Exercise 2: Latent Transition Analysis

For the LTA, we are going to extend the LCA of exercise 1 to two time points, and additionally include a structural relationship between the latent classes at time point 1 and time point 2.

Exercise 2A: Setting up the LTA

Set up a model with two latent class variables for the two time points, say c1 and c2. Exclude the variable gender for now (i.e., explore the LTA without covariates first), and assume there are 2 latent classes. Restrict the thresholds (and hence response probabilities) across the two time points by first repeating the thresholds for each latent class, in both MODEL c1 and MODEL c2. To be sure Mplus does what you want, include equality constraints on the five thresholds of %c1#1% and %c2#1%, and similarly for %c1#2% and %c2#2%. Note that these constraints can be interpreted as imposing measurement invariance over time. Although we don’t test the assumption of measurement invariance in these exercises, it is definitely something you would want to check in practice.

After running the analysis, inspect the proportions of yes/no answers for each of the indicators in the latent classes (look at probability scale in Mplus output).

Answer

The parameters in probability scale can be found in under the heading RESULTS IN PROBABILITY SCALE in the output file. For example, we find that the probability of falling into category 1 of the item U11 (i.e., answering no) is 0.434 (\(SE = 0.024\)) if you are in class 1 at the first time point, and 0.566 (\(SE = 0.024\)) for falling into category 2 (i.e., answering yes). Because of the imposed constraints, the probabilities also apply to time point 2, see Latent Class C2#1.
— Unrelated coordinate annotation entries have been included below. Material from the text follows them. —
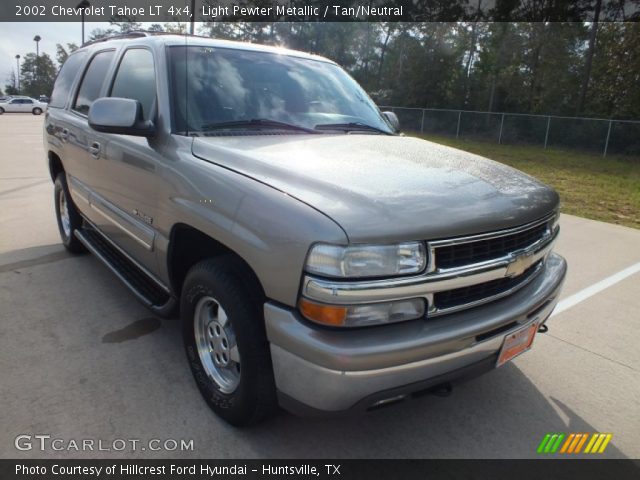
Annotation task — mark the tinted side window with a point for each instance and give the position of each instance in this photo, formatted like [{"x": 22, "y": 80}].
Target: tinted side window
[
  {"x": 65, "y": 79},
  {"x": 136, "y": 79},
  {"x": 92, "y": 81}
]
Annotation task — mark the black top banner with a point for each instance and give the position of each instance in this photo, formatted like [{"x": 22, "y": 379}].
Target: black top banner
[{"x": 317, "y": 10}]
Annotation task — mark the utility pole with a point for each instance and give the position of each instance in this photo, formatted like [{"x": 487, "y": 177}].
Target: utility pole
[
  {"x": 18, "y": 65},
  {"x": 37, "y": 39},
  {"x": 193, "y": 17},
  {"x": 83, "y": 5}
]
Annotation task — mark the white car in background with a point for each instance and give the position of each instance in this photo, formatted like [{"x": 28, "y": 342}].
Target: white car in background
[{"x": 22, "y": 105}]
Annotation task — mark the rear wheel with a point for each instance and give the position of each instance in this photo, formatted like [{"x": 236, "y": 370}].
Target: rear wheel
[
  {"x": 225, "y": 341},
  {"x": 67, "y": 216}
]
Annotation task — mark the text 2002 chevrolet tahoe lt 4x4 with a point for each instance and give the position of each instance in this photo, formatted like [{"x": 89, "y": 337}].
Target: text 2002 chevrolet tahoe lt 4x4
[{"x": 319, "y": 260}]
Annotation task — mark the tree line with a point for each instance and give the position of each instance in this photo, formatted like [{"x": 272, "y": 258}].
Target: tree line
[{"x": 559, "y": 68}]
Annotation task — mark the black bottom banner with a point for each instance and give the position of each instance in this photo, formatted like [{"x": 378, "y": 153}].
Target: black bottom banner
[{"x": 543, "y": 469}]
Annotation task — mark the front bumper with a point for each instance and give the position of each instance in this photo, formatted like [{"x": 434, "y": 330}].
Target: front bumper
[{"x": 327, "y": 370}]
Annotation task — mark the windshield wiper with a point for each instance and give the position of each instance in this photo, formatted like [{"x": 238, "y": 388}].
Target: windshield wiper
[
  {"x": 256, "y": 123},
  {"x": 351, "y": 126}
]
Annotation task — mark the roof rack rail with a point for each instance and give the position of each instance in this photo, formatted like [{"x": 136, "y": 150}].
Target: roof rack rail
[
  {"x": 137, "y": 34},
  {"x": 132, "y": 34}
]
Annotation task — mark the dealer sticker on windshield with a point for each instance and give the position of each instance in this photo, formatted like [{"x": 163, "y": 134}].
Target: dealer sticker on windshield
[{"x": 516, "y": 343}]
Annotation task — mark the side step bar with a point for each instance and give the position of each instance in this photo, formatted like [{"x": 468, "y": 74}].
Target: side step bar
[{"x": 148, "y": 290}]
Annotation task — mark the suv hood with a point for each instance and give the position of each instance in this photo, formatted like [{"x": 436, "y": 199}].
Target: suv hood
[{"x": 386, "y": 188}]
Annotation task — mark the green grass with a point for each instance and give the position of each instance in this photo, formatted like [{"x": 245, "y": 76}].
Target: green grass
[{"x": 606, "y": 189}]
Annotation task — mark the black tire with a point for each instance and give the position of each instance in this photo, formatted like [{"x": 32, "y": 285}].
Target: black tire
[
  {"x": 254, "y": 398},
  {"x": 69, "y": 240}
]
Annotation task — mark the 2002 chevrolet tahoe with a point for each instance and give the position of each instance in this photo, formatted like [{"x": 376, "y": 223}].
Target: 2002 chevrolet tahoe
[{"x": 320, "y": 260}]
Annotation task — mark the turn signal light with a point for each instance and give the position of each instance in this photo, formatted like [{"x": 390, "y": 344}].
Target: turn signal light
[{"x": 324, "y": 314}]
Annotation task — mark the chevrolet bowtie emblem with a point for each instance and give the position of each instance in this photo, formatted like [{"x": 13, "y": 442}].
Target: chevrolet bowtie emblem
[{"x": 519, "y": 265}]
Exercise 2B: Estimated transition probabilities

Examine the proportions of participants in each class, based on the estimated model. Note that for each latent variable, the total proportions add up to 1. Next, examine the latent transition probabilities based on the estimated model. What do these probabilities signify?

Answer

You can find proportions of participants in each class under the heading FINAL CLASS COUNTS AND PROPORTIONS FOR EACH LATENT CLASS VARIABLE BASED ON ESTIMATED POSTERIOR PROBABILITIES. These probabilities represent the proportion of the total sample that is assigned to each class. Note that an individual can have a non-zero probability of being assigned to both classes. For example, there might be a 70% probability that the person belongs to class 1, and a 30% probability that the person belongs to class 2. The proportions here are a sum across those probabilities for all participants. Thus, this person would contribute for 30% to the proportion of the sample in class 2.

You can find the latent transition probabilities based on the estimated model under the heading TECHNICAL 15 OUTPUT. These probabilities represent the probability that an individual assigned to one class at time one, will be assigned to another class at time 2. So for example, we see that people in class 1 at time 1 also tend to be in class 1 at time 2 (.76 probability).